Lecturer Dr Clemens Grelck
Assistant Raphael Poss
Schedule The (irregular) schedule of the course can be found in the Uva Rooster.
Organisation The course consists of lectures (hoorcolleges), where the various subject matters are introduced, labs, where the participants work on the given assignments with support/supervision, and classes (werkcolleges), where the participants present their results and discuss their findings with other participants and the teachers.
Grading Code (35%), Reports (35%), Presentations (30%)
Slides

See Blackboard.
Disclaimer: These are the slides of my lectures, not more, not less. They do not form a tutorial suitable for self-studying. For instance, a slide may well miss an important aspect pointed out during the lecture, or it may contain deliberately erroneous code or examples of how not to solve some problem.

Assignments See Blackboard.
Code See Blackboard.
Mailing List The UvA mailing list concprog2011 serves as the primary medium of communication between lecturers and participants as well as among participants themselves. Subscription to the mailing list is controlled and restricted to participants of the course. Traffic on the mailing list is archived; access to the archives is restricted to participants. Please, subscribe here.
Literature

The course does not follow any specific text book. This following list summarises a number of interesting textbooks on various aspects of the course. While books are always a helpful source of background information, I do not expect participants of the course the buy any or all of these, nor do I receive any revenues.

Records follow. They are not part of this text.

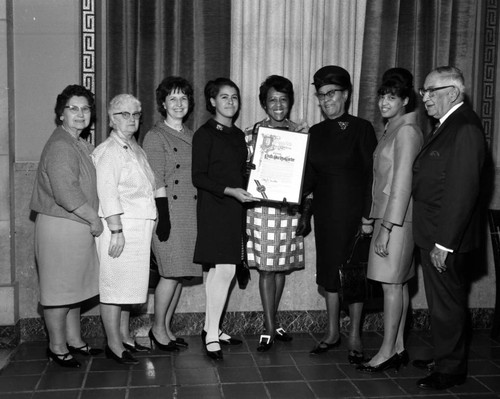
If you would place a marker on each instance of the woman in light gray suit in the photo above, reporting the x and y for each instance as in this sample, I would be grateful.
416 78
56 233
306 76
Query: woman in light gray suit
391 250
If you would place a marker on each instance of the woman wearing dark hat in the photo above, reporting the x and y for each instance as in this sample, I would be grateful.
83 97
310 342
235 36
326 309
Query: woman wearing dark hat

Concurrent Programming in General

  • Kevin Dowd, Charles Severance: High Performance Computing, O'Reilly, 1998.
  • Ananth Grama, Anshul Gupta, George Karypis, Vipin Kumar: Introduction to Parallel Computing, Addison-Wesley, 2003.
  • Gregory R. Andrews: Foundations of Multithreaded, Parallel, and Distributed Programming, Addison Wesley, 2000.
  • Michael J. Quinn: Parallel Programming in C with MPI and OpenMP, McGraw-Hill, 2003.

Posix Threads

  • David R. Butenhof: Programming with POSIX Threads, Addison Wesley, 1997.
  • Steve Kleiman, Devang Shah, Bart Smaalders: Programming with Threads, Prentice Hall, 1996.
  • Bradford Nichols, Dick Buttlar, Jacqueline Proulx Farrel: Pthreads Programming: A Posix Standard for Better Multiprocessing, O'Reilly, 1996.

OpenMP

  • Rohit Chandra, Leo Dagum, Dave Kohr, Dror Maydan, Jeff McDonald, Ramesh Menon: Parallel Programming in OpenMP, Morgan Kaufmann, 2000.
  • Barbara Chapman, Gabriele Jost, Ruud van der Pas: Using OpenMP, MIT Press, 2007.

MPI

  • William Gropp, Ewing Lusk, Anthony Skjellum: Using MPI, MIT Press, 2000.
  • Marc Snir, Steve Otto, Steven Huss-Lederman, David Walker, Jack Dongarra: MPI: The Complete Reference, MIT Press, 1998.
  • Peter Pacheco: Parallel Programming with MPI, Morgan Kaufmann, 1996.